Complications: Fistula, wound disruption, diverticulum and rotation occur in 10 – 30 % of patients.
MAGPI (Meatal Advancement and Glanuloplasty Incorporated)
This technique may be used in glanular hypospadias with mobile urethral meatus that can be pushed to the tip of the glans. If the meatus is not mobile enough, the results are less satisfactory.
Meatal advancement: The dorsal lip distal to the meatus is cut longitudinally to avoid urine deflecting downwards. In the classic MAGPI, the incision is closed transversely (Heineke Mickulicz technique). Thus the dorsal meatal edge is advanced distally. Recently, some surgeons leave it without closure as a modification from Snodgrass technique.
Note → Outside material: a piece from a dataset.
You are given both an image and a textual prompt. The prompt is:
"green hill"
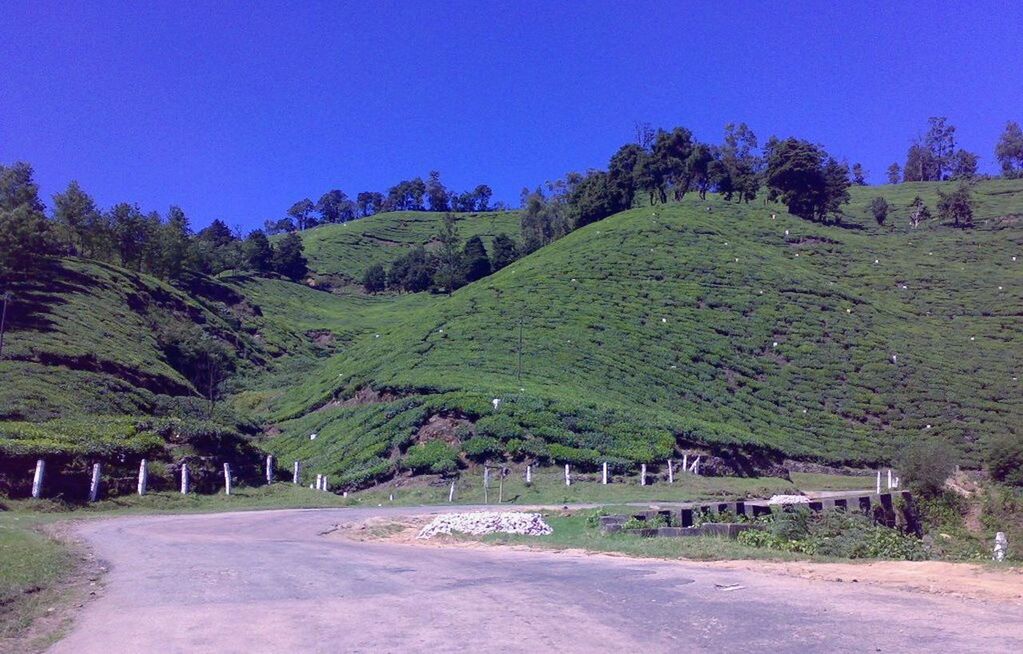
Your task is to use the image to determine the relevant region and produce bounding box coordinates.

The glanuloplasty is accomplished by elevating the ventral edge of the meatus forwards and rotating the flattened glanular wings upwards and ventrally in a conical manner. It is important to reapproximate glans tissue in a two layers fashion with a deep closure of glans mesenchyme and a superficial layer of glans epithelium.
There have been several modifications of this technique (Duckett and Baskin, 1996).
Complications: Meatal regression may occur if the technique is used in patients with immobile urethral meatus. Precision is required to achieve a conical glans.
Onlay Island Flap
The Onlay Island Flap is ideal for patients with proximal hypospadias without deep Chordee. According to the author experience, most patients with proximal hypospadias have deep chordee that necessitates excision. However, recently, many surgeons prefer to perform dorsal placation if the chordee is less than 30o after skin degloving and preserve the urethral plate.
- The tip of the neo-meatus is identified. This point is where the flat ventral surface of the glans begins to curve around the meatus. A midline vertical incision is made in the glans until the width of the glanular groove is adequate for the meatus. The vertical incision is left open without closure for secondary epithelialisation.
- A subcoronal incision is made around the glans. The incision continues on either side of the urethral plate at the junction with the normal ventral skin, then up on either side of the glanular groove to the apex of the glansplasty.
- The skin is degloved from distal to proximal close to the Buck’s fascia preserving the arteries that constitute the pedicle to the preputial flap. The pedicle is then separated from the outer preputial skin in a plane just below the intrinsic blood supply of the outer prepuce. The elevation of the glans wings will permit them to be rotated around the urethroplasty.
- A 1-cm wide onlay flap is prepared from the inner prepuce. The onlay flap is sutured into place beginning with the suture line underneath the pedicle utilizing running 7-0 polyglactin suture. The glans should be drawn together setting up the first stitch of the glansplasty ventrally at its apex.
- The mobilized glans wings are rotated medially around the neo-urethra. Three transverse mattress sutures maintain firm approximation of the glanular wings in the midline.